🤖 AI Summary
This paper investigates the singular dividend control problem under the mean–variance criterion, aiming to jointly optimize expected dividend payouts and minimize payout volatility while addressing the inherent time-inconsistency arising from this trade-off. To tackle mean–variance optimization with integral-type controls under stochastic bankruptcy time, we develop a novel verification theorem and formulate a game-theoretic framework to characterize subgame-perfect equilibrium strategies. Integrating techniques from singular stochastic control, stochastic analysis, and dynamic programming, we derive explicit equilibrium dividend strategies for two canonical surplus models—the classical Cramér–Lundberg model and the diffusion approximation—for the first time. Numerical experiments confirm the effectiveness and economic plausibility of the derived strategies.
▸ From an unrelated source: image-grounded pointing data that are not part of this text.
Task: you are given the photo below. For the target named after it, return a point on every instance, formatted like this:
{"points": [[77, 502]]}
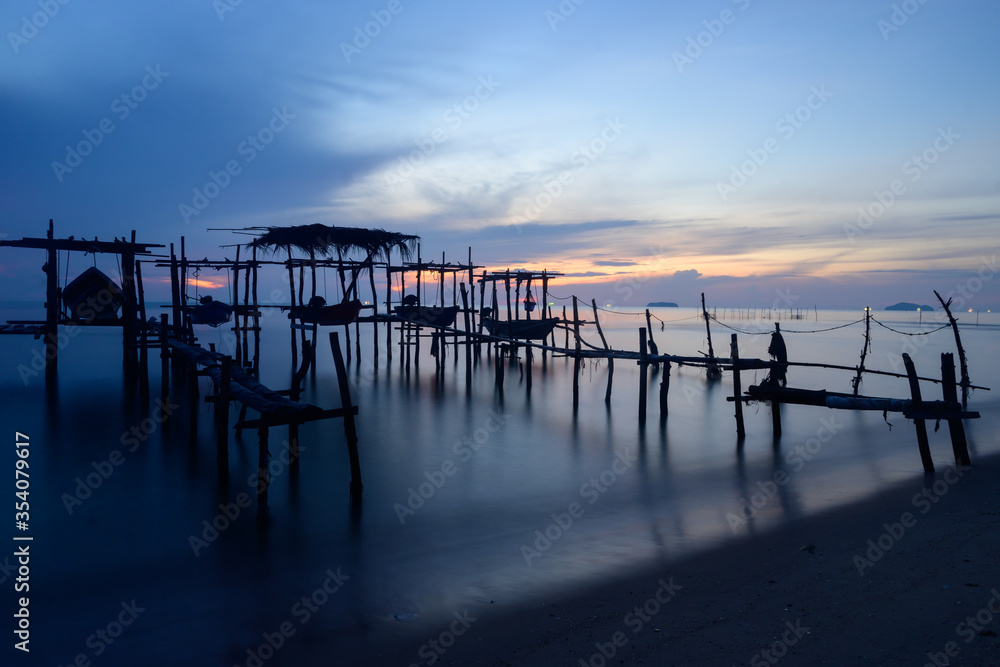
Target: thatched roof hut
{"points": [[326, 240]]}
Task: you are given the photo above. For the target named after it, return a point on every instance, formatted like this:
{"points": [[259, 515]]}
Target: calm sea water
{"points": [[483, 479]]}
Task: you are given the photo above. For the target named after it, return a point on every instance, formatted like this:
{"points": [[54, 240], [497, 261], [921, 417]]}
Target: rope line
{"points": [[761, 333], [903, 333]]}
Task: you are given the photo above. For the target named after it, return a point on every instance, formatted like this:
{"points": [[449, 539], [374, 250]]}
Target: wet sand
{"points": [[815, 592]]}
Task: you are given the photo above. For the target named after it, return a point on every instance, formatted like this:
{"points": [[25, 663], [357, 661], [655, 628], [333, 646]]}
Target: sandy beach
{"points": [[907, 577]]}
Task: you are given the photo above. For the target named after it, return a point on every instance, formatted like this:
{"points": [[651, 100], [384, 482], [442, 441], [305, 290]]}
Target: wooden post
{"points": [[52, 309], [856, 382], [468, 339], [955, 426], [235, 301], [350, 431], [175, 296], [222, 420], [255, 366], [776, 418], [129, 307], [576, 354], [262, 461], [506, 282], [371, 281], [291, 302], [643, 372], [517, 297], [388, 306], [164, 356], [545, 309], [712, 370], [734, 353], [961, 350], [565, 330], [664, 390], [611, 360], [652, 342], [920, 424], [143, 334]]}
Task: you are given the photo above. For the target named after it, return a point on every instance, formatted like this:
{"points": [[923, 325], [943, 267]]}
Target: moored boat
{"points": [[92, 295], [521, 329], [211, 312], [436, 316], [318, 313]]}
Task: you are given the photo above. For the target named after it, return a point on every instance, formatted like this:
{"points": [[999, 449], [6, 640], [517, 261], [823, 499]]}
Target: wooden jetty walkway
{"points": [[462, 324]]}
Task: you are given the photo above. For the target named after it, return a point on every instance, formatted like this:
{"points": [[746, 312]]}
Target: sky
{"points": [[767, 153]]}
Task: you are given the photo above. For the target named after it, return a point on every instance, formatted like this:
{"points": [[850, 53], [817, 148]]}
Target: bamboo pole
{"points": [[468, 342], [963, 364], [737, 389], [222, 420], [856, 382], [350, 430], [643, 376], [611, 361], [576, 356], [920, 424], [955, 426]]}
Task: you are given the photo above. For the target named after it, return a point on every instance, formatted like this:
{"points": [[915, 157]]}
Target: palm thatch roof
{"points": [[325, 240]]}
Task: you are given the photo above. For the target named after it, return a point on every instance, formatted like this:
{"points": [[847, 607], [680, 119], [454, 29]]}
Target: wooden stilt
{"points": [[920, 424], [963, 364], [576, 355], [371, 281], [955, 426], [776, 418], [164, 357], [262, 461], [222, 420], [643, 377], [468, 342], [604, 342], [350, 430], [734, 353], [664, 390]]}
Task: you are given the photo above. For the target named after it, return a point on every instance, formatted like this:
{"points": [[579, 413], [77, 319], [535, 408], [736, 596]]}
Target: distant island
{"points": [[906, 305]]}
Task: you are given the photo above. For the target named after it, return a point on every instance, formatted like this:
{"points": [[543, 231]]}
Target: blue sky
{"points": [[669, 148]]}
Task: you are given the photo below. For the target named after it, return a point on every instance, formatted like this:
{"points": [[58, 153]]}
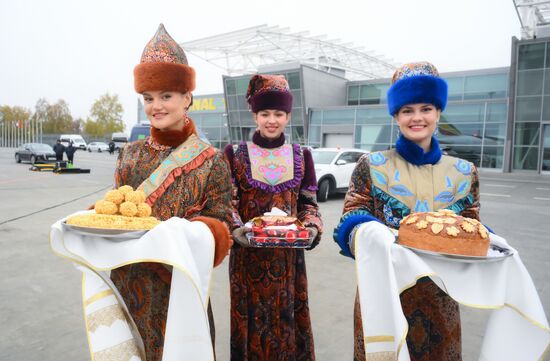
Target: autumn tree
{"points": [[14, 114], [105, 116], [55, 118]]}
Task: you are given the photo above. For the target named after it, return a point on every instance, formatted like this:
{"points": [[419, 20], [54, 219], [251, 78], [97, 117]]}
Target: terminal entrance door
{"points": [[545, 166]]}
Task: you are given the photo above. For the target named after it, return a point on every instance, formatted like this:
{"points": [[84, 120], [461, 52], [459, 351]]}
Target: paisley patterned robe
{"points": [[269, 300], [202, 191], [388, 187]]}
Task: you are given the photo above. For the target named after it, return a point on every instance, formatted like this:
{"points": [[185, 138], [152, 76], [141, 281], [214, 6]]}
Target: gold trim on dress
{"points": [[98, 296], [123, 351], [105, 317], [381, 338]]}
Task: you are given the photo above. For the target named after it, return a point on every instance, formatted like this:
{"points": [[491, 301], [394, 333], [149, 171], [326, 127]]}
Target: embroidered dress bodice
{"points": [[271, 166], [420, 188]]}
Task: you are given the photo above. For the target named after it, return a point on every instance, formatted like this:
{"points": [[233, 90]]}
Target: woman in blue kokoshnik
{"points": [[413, 177]]}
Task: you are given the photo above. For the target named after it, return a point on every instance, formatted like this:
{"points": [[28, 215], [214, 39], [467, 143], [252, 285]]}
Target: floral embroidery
{"points": [[401, 190], [463, 186], [379, 177], [421, 206], [390, 218], [463, 166], [445, 197]]}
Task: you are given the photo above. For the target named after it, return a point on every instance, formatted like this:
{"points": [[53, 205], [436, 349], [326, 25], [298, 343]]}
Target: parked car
{"points": [[34, 153], [333, 168], [98, 147], [76, 139]]}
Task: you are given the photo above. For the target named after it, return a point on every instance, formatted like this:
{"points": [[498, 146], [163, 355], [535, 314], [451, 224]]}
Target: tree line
{"points": [[105, 117]]}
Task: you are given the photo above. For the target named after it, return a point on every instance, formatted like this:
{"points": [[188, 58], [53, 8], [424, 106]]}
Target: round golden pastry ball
{"points": [[135, 197], [126, 189], [115, 196], [105, 207], [144, 210], [128, 209]]}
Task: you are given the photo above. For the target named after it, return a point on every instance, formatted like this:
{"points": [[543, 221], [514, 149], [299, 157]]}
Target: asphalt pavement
{"points": [[41, 310]]}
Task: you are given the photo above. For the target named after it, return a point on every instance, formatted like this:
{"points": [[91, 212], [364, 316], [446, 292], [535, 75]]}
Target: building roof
{"points": [[534, 17], [245, 51]]}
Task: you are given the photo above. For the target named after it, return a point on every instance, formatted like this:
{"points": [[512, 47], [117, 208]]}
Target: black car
{"points": [[34, 153]]}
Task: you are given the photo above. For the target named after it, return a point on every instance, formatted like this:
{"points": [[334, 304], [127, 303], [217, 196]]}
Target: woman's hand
{"points": [[239, 236]]}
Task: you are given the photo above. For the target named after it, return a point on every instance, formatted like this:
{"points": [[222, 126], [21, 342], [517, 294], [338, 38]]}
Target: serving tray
{"points": [[494, 254], [117, 234]]}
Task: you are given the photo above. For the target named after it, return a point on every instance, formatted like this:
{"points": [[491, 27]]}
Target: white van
{"points": [[76, 139]]}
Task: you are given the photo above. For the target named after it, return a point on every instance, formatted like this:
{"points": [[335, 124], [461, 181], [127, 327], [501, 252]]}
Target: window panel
{"points": [[232, 103], [353, 92], [495, 133], [314, 135], [293, 80], [230, 86], [456, 88], [369, 134], [489, 86], [497, 112], [526, 158], [528, 108], [211, 120], [546, 108], [470, 153], [373, 116], [241, 85], [531, 56], [527, 134], [463, 113], [296, 99], [340, 116], [530, 82], [316, 116], [492, 157]]}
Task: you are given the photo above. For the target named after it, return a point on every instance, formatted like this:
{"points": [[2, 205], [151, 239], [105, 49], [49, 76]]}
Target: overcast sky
{"points": [[79, 50]]}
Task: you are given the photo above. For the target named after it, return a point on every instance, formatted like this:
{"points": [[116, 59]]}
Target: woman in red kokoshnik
{"points": [[269, 300], [200, 190]]}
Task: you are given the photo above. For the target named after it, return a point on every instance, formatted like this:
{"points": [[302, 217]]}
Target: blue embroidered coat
{"points": [[385, 187]]}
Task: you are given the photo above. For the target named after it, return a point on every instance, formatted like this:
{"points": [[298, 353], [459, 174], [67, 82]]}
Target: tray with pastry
{"points": [[278, 232], [121, 214], [444, 234]]}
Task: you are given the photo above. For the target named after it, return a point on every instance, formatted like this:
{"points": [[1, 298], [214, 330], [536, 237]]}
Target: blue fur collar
{"points": [[415, 154]]}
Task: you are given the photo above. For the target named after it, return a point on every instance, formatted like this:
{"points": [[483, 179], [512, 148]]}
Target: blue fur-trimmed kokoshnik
{"points": [[417, 89]]}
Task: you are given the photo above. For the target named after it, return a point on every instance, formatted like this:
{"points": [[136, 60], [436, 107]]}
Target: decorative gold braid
{"points": [[123, 352], [381, 356], [105, 317]]}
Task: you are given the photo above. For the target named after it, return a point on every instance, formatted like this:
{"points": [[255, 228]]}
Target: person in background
{"points": [[70, 150], [59, 149], [269, 298], [413, 177], [111, 147]]}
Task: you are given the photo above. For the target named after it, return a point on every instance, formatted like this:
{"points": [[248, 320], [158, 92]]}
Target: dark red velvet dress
{"points": [[269, 300]]}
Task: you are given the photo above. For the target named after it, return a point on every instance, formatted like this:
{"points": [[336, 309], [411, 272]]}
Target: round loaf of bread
{"points": [[444, 232]]}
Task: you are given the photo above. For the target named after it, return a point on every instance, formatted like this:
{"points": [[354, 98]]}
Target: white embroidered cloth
{"points": [[187, 246], [517, 328]]}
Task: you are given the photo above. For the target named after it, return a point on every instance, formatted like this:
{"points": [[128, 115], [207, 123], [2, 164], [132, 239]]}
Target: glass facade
{"points": [[473, 126], [240, 120], [532, 106], [208, 113]]}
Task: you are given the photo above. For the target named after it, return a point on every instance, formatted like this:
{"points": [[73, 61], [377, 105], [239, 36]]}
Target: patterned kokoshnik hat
{"points": [[163, 66], [269, 92], [416, 83]]}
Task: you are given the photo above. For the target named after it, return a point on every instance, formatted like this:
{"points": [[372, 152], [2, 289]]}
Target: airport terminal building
{"points": [[497, 118]]}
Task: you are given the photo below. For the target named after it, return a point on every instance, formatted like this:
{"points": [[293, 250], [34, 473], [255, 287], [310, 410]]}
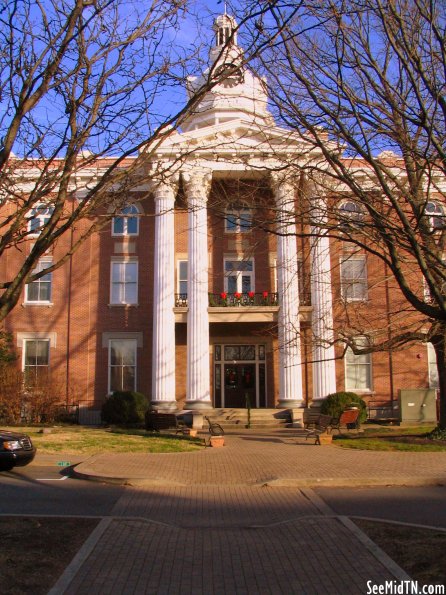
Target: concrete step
{"points": [[259, 418]]}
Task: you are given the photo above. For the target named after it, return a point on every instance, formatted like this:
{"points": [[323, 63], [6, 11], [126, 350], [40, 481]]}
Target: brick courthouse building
{"points": [[185, 296]]}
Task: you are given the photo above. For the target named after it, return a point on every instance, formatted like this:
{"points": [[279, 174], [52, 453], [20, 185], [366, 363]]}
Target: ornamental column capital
{"points": [[283, 187], [197, 183], [164, 188]]}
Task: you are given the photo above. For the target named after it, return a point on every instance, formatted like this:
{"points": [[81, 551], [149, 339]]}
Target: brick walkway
{"points": [[238, 520]]}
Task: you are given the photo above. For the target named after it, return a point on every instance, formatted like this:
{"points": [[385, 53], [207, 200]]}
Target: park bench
{"points": [[156, 422], [314, 426], [348, 419]]}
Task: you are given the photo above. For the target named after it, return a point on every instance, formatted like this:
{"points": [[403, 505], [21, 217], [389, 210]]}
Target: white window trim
{"points": [[124, 261], [362, 391], [180, 260], [432, 370], [232, 211], [40, 302], [363, 281], [28, 340], [135, 347], [239, 273], [41, 218], [125, 232]]}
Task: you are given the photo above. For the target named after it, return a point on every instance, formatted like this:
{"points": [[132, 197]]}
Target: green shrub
{"points": [[335, 404], [124, 408]]}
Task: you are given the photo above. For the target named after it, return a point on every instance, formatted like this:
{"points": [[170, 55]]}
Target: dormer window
{"points": [[127, 222], [38, 218]]}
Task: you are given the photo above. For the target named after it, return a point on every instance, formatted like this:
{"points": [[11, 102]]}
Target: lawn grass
{"points": [[391, 438], [80, 440]]}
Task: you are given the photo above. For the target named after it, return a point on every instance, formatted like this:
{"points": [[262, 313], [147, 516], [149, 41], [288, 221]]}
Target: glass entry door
{"points": [[240, 385], [239, 376]]}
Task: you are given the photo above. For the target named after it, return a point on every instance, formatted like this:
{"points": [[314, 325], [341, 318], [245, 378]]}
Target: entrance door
{"points": [[240, 385]]}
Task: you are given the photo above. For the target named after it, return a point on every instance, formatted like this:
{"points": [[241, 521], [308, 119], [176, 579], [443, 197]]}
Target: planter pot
{"points": [[217, 441], [190, 432], [325, 438]]}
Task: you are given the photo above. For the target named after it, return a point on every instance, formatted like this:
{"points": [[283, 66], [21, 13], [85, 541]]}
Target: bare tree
{"points": [[83, 88], [363, 82]]}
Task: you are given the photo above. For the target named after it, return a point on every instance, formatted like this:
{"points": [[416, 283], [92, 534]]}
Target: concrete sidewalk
{"points": [[274, 458], [238, 520]]}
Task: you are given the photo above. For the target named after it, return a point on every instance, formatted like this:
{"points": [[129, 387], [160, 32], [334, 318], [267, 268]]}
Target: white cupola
{"points": [[239, 95]]}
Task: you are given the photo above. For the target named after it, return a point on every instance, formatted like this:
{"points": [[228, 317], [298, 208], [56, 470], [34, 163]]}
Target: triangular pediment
{"points": [[237, 140]]}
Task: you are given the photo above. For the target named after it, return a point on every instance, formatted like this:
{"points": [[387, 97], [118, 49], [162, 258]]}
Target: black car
{"points": [[15, 450]]}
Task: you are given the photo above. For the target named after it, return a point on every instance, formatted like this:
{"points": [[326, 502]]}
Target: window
{"points": [[122, 365], [39, 291], [238, 219], [127, 222], [38, 218], [436, 215], [358, 368], [36, 360], [239, 276], [124, 283], [182, 277], [351, 214], [432, 366], [353, 278]]}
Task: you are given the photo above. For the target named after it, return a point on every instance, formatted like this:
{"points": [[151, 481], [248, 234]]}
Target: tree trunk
{"points": [[439, 342]]}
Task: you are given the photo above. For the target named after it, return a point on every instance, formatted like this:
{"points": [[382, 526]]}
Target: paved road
{"points": [[43, 489], [421, 505]]}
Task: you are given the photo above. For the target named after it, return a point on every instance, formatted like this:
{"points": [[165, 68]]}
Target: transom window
{"points": [[127, 222], [38, 218], [238, 219], [122, 365], [39, 291], [239, 276], [436, 215], [358, 368], [36, 360]]}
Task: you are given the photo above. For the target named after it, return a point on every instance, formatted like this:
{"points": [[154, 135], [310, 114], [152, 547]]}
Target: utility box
{"points": [[418, 405]]}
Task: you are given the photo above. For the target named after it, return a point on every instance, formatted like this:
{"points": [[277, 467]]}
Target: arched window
{"points": [[38, 218], [238, 219], [436, 215], [127, 222]]}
Our work establishes a new analytically tractable paradigm for time-inconsistent stochastic control problems in insurance finance.
📝 Abstract
We revisit the optimal dividend problem of de Finetti by adding a variance term to the usual criterion of maximizing the expected discounted dividends paid until ruin, in a singular control framework. Investors do not like variability in their dividend distribution, and the mean-variance (MV) criterion balances the desire for large expected dividend payments with small variability in those payments. The resulting MV singular dividend control problem is time-inconsistent, and we follow a game-theoretic approach to find a time-consistent equilibrium strategy. Our main contribution is a new verification theorem for the novel dividend problem, in which the MV criterion is applied to an integral of the control until ruin, a random time that is endogenous to the problem. We demonstrate the use of the verification theorem in two cases for which we obtain the equilibrium dividend strategy (semi-)explicitly, and we provide a numerical example to illustrate our results.